Wesson Farms had been in his mom’s family for generations. After the fire that had destroyed most of the property and killed his grandfather, for whom Sam had been named, Mom and her brother, Gunner—also a Brazen Bull—had built up something new. Still the same farm, but now the home of both their families. Uncle Gun, Aunt Leah, and their kids, Aidan and Larissa, had a house about fifty yards away from where Sam lived with his parents and brother.
Mom and Uncle Gun owned the property jointly, but in practice everything but Gun’s house, garage, and the yard around it was Mom’s. She was the real farmer in the family.
She hadn’t started out that way. She’d gone to college, wanting to get free of the farm and the tiny town of Grant. But then her and Gun’s mother and brother—Gun’s twin—had been killed in a tornado, and Mom had dropped out of school and come home to take care of what remained of her family.
Sam had heard that story plenty of times, and he knew it was true. But it wasn’t so easy to believe even so. He couldn’t imagine his mom being anything but what she was: a farmer and all-around earth mother. She was woven and rooted into this place like the monster honeysuckle bush that was taking over the side of the stable.
Wesson Farms had been a real farm in prior generations, but since the fire it had been a much smaller thing. Most of the property was left wild, for the horses and goats to wander around in, for Sam and Mason to explore on foot, horseback, or ATV. Only a few fields produced, about thirty acres in all. Enough to feed their two-house family, fill the bins at the produce shop, and sell to a few markets in nearby towns.

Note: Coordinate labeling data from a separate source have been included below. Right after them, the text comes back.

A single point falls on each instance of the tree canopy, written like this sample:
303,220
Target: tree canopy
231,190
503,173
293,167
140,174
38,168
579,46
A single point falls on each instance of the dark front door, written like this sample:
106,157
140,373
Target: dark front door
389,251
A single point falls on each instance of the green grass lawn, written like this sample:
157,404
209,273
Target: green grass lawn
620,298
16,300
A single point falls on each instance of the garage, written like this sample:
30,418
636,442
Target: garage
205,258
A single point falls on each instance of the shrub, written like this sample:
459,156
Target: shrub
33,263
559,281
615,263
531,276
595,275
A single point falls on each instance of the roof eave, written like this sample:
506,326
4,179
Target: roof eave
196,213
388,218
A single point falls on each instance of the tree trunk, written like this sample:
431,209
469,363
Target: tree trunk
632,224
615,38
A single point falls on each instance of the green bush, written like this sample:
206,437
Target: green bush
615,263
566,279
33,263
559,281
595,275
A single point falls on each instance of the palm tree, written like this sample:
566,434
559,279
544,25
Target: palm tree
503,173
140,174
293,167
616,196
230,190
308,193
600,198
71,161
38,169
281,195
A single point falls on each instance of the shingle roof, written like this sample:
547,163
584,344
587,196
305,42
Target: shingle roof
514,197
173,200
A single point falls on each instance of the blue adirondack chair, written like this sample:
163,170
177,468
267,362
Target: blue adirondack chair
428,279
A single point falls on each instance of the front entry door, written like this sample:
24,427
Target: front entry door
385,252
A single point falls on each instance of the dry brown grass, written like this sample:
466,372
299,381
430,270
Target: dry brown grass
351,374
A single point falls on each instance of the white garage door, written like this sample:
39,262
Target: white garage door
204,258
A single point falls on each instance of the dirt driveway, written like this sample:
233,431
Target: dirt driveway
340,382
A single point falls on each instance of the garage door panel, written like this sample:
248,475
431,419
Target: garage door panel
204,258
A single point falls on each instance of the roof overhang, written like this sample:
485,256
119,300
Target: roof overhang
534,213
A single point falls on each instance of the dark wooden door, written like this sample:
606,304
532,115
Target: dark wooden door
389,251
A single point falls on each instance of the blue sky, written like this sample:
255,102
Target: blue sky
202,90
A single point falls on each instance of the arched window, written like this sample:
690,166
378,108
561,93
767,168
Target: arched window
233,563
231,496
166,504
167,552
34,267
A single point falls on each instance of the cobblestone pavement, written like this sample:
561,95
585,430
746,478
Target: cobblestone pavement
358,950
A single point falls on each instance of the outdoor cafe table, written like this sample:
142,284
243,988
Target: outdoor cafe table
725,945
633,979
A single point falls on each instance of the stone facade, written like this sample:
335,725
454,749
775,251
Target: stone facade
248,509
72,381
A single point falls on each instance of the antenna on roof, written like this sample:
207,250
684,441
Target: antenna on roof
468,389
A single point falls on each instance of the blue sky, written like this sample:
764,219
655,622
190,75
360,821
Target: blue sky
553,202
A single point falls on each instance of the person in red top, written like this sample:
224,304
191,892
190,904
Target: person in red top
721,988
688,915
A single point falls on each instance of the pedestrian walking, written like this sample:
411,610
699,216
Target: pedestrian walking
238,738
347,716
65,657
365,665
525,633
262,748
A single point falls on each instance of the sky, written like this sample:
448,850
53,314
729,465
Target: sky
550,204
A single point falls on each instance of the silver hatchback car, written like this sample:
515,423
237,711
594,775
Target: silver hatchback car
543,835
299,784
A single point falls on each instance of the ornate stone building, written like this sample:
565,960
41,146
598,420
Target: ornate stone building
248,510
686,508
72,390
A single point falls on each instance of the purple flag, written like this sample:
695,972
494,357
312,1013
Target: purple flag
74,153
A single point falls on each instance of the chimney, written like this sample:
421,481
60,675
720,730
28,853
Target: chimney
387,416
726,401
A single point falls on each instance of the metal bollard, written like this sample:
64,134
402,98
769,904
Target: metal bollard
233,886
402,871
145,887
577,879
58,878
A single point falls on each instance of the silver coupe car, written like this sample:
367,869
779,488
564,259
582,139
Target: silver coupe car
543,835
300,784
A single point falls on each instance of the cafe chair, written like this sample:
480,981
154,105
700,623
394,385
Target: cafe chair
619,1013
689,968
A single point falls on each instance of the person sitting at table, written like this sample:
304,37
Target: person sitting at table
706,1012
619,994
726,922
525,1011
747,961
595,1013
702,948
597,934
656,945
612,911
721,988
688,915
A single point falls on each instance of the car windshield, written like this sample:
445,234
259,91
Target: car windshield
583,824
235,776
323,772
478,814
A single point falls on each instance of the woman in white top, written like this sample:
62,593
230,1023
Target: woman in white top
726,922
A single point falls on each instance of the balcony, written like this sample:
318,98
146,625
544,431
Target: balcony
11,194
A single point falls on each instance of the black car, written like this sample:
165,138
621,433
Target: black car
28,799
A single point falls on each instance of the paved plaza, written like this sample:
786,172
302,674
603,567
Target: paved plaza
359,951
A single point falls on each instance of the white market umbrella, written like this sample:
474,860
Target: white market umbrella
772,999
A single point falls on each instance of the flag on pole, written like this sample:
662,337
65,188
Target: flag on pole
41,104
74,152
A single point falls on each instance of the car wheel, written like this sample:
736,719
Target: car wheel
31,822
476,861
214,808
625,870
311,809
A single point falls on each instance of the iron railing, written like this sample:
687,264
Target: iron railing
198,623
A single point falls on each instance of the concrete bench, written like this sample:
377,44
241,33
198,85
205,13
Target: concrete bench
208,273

That produce shop was open only in the mornings, Sunday through Wednesday, and all day Saturday, from late spring through the harvest. Mom had started it long ago, selling the overflow of the kitchen garden out of the back of her old station wagon on the weekends. Now it was an actual building and probably the most popular farm-fresh stand in Oklahoma. She made good bank and paid Sam and Mason well for the work they did.
Maybe she hadn’t always wanted to be a farmer, but she’d made it something she loved, and that had made it a success. Sam loved it, too.

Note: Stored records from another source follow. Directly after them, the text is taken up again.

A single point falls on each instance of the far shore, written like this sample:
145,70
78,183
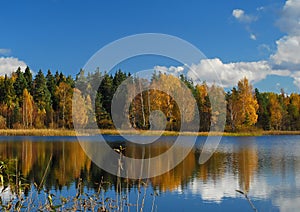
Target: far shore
68,132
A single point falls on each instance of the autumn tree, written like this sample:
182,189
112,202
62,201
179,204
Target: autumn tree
27,109
244,105
275,111
64,94
80,110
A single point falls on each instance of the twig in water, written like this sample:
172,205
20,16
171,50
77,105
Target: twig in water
246,196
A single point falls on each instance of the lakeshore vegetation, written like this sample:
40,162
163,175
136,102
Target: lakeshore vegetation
45,102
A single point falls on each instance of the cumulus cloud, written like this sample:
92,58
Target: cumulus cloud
174,70
10,64
241,16
226,74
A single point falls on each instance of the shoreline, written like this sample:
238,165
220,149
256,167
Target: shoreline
67,132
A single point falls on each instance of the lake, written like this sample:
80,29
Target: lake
266,168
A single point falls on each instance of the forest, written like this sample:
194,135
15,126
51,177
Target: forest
45,101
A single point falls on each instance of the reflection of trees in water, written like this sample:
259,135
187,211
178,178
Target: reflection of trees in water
69,163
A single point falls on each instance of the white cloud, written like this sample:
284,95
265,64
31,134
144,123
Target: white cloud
10,64
241,16
229,74
5,51
175,70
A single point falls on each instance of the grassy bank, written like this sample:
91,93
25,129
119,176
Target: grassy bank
65,132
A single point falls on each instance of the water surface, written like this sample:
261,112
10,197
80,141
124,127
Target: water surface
267,168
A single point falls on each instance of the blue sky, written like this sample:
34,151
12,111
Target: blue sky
62,35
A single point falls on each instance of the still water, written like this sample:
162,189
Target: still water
265,168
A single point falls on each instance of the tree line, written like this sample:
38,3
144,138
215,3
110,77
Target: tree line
45,101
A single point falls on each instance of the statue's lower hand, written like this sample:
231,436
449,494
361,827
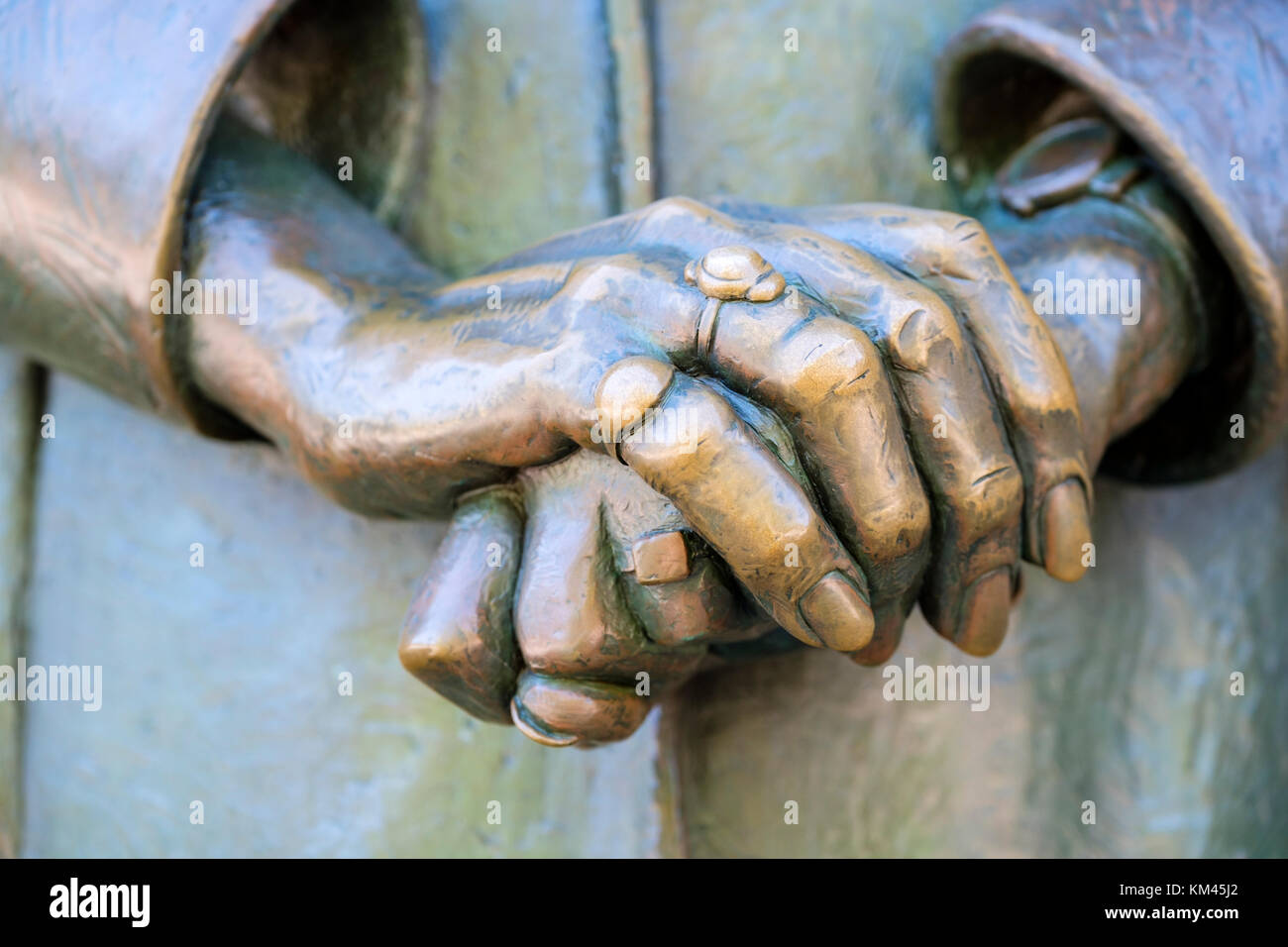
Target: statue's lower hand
567,600
395,394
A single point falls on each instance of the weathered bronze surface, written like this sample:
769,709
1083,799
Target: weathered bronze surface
665,436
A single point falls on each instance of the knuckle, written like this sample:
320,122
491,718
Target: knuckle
631,386
673,209
923,333
993,500
898,531
829,357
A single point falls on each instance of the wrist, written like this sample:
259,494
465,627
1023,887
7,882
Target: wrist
1119,275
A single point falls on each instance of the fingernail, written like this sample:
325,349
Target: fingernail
835,611
885,638
536,733
986,611
1065,531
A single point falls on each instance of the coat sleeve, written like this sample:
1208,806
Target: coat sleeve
104,112
1203,89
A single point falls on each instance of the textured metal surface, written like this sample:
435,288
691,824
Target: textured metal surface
222,684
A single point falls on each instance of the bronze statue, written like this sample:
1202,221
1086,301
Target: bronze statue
668,437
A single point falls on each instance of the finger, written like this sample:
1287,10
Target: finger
828,384
571,617
954,431
459,635
688,444
562,711
1024,367
591,669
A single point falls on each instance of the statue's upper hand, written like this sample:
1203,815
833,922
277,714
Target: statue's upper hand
395,394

He loved his home best of all at exactly this moment: when the daytime world was buttoned up tight, and every building, tree, and fence post was only a shadow against the darkening sky. Tonight, with a sliver of moon, that sky was clear and full of stars. Whippoorwills sang, crickets chirped, and frogs peeped. Earthen scents of life wafted on the breeze sweeping the day’s heat away.